Cache with Versioned Tags
A couple of years ago I had an idea: a tagged cache with versioned tags. It works just like an associative array but with an added hidden layer in the cache interface that salts the key with any tags provided and their version numbers. This facilitates classified mass extinctions by the simple act of incrementing a tag version. The entire cache or any tagged subset can be “flushed” in this way. I call it extinction because although the items are dead (irretrievable by a normal read operation) they are not removed and may still be exhumed—Jurassic Park-style—until an expiration or eviction takes them out.
WordPress.com depends largely on memcached clusters so I modified the WordPress memcached client to operate with versioned tags and it did work as planned. It is not operating today because the core changes needed to make the benefits of the new cache outweigh the performance cost never happened. WordPress does use a “cache group” concept and we have used it successfully to create different cache scopes but it does not use a multi-tagging cache and it does not have a mechanism to flush groups of items. However, let’s keep WordPress in mind because the basic data structures of a blog are simple and thus good example fodder.
For one usage example, there could be a “posts” tag indicating that the cached resource derives from data in the posts table and you would increment the “posts” version every time you changed that table. When you ask the cache for items tagged “posts”, it will only find resources that were stored since the last time the “posts” tag was incremented by a flush. Any operation that changes the table’s structure or its contents would trigger a flush of the “posts” tag.
To add another degree of utility, you can apply any number of tags when storing a resource in the cache. Thus if you stored a rendered page, you could tag it with every table queried while generating that resource and rely on tag flushes instead of specifically deleting the item from the cache.
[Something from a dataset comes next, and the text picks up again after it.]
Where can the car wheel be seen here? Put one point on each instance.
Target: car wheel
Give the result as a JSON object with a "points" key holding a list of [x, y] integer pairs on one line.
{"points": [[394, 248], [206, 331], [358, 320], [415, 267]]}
For finer-grained control, tags could be specified for individual table rows (e.g. “posts:142″) but the detrimental effects of increased version array size would have to be outweighed by the benefits of excluding the rest of the “posts” items from an extinction.
The central idea behind this scheme is that you should have multiple paths to remove a key or set of keys without knowing which keys are stored in the cache. If your caching substrate has a good eviction scheme this works. If you can reliably determine the generating factors (tables queried, etc.) for every cached resource, you can forget about cache expirations and let the tags do all the work.
There is also the concept of “tag scope”. It is not universally applicable but in WordPress MU, where each blog has its own tables, each blog must also have its own array of tag versions so that extinctions are not unnecessarily applied out of context. There are also certain global keys that never vary between blogs. By specifying the scope of some tags as local to the blog and others as global, and storing global and local versions separately, we can specify whether to increment a tag version on one or all blogs.
Each blog would have a local array version that can be incremented to flush all tags in the local scope, making it easy to clear out one blog’s poisoned cache. A global array version allows us to trigger a universal cache extinction. With many dedicated memcached servers, this would be a neat time-saver.
Metaversions are the cherry on top: a global “metaversion” for any local tag can be stored in local as well as global version arrays. The local metaversion is checked against the global metaversion and if they differ, the local version and the local metaversion are incremented. Thus when the “posts” tag metaversion is incremented in the global array, each local “posts” version will be incremented. This way, we can trigger mass extinctions of any tag across all scopes.
My experimental client did all of this but it increased page generation times by 5-10%. I am still sure that if the software made smart use of cache tags we could have seen great benefits. Unfortunately, with a package as large as WordPress, the time to improve cache utilization would be many times longer than the two weekends I spent hacking the cache client.